Dystopie? Powers gebruikt talloze elementen uit ons huidige tijdperk als akelig decor, om het gevoelsmatige contrast met Robins puurheid te vergroten. Ontluisterend is echter dat de schrijver de huidige realiteit nauwelijks heeft moeten bijschaven om tot een indringend beeld van een zowel socio-politiek als ecologisch onleefbare wereld te komen. Het is een van de mokerslagen die Powers met mondjesmaat laat binnenkomen. Als soelaas tegenover de almaar toenemende ravage plaatst de schrijver de ontwapenende blik van een kind, dat zich meer en meer realiseert hoezeer de mensheid als soort faalt. Dat de planeet dergelijke Robins – inderdaad gebaseerd op Greta Thunberg, die overigens onder een schuilnaam opduikt – nodig heeft, is zonneklaar. En wat nu als de lezer de onbevangenheid en de onschuld van het zuivere perspectief van het personage kan overnemen? Is dat geen katalysator voor activisme?

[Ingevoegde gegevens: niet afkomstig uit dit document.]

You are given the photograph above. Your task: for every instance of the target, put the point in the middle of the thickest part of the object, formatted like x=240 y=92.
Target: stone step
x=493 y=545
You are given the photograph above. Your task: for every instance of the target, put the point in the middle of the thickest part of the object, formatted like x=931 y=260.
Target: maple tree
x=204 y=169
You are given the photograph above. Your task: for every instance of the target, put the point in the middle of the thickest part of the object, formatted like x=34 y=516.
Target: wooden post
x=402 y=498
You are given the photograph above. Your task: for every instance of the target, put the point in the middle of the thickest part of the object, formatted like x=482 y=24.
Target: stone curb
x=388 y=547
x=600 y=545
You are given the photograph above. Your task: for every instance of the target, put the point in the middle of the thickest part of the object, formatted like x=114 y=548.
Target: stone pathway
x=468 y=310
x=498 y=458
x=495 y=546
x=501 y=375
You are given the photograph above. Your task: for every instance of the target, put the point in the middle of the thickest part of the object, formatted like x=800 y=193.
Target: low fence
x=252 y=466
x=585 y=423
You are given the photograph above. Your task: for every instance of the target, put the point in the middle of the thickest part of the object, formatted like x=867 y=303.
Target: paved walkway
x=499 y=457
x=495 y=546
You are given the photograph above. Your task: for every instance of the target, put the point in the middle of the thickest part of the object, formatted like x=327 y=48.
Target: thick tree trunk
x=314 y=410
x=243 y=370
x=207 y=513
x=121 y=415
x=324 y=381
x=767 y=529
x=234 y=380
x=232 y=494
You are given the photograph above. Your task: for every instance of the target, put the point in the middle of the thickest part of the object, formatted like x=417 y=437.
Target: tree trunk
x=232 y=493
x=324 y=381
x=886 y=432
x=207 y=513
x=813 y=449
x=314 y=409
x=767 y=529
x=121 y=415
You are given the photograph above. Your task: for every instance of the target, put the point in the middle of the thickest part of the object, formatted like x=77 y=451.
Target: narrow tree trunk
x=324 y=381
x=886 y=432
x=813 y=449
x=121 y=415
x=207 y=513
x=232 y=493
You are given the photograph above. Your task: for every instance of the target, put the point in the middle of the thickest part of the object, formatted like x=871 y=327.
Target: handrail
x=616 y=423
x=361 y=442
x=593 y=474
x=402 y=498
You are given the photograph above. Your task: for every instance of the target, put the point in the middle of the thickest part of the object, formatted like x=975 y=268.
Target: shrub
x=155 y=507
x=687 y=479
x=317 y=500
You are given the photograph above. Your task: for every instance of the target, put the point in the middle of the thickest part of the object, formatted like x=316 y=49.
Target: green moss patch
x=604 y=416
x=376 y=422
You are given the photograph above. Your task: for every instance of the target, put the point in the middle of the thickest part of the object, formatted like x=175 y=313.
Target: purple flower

Onderweg, bij wijze van verfrissende intermezzo’s ontleend aan sciencefiction, bezoeken vader en zoon enkele denkbeeldige planeten, waar bewustzijn en bestaan zich totaal anders manifesteren. Dergelijke uitweidingen doen steeds opnieuw stilstaan bij de ontzagwekkende rijkdom van de aarde, en het haast mystieke toeval dat leven op deze bol mogelijk heeft gemaakt. Ook elders opent Powers de lezer regelmatig de ogen, door evidente zaken zoals het versturen van een e-mail te herleiden tot verkeer van signalen die haast onbevattelijke snelheden halen, immense afstanden overbruggen en hoogst ingenieus ons dagelijkse leven bepalen. Als homo sapiens dat allemaal kan, waarom kan de mens zichzelf en zijn extreem diverse omgeving dan niet redden van een gewisse ondergang? Het is de vraag die zich, na de hartverscheurende finale, niet meer laat ont-stellen. Als literatuur een zaadje van ecologisme kan planten, verandert Powers met dit bescheiden meesterwerkje allicht de wereld.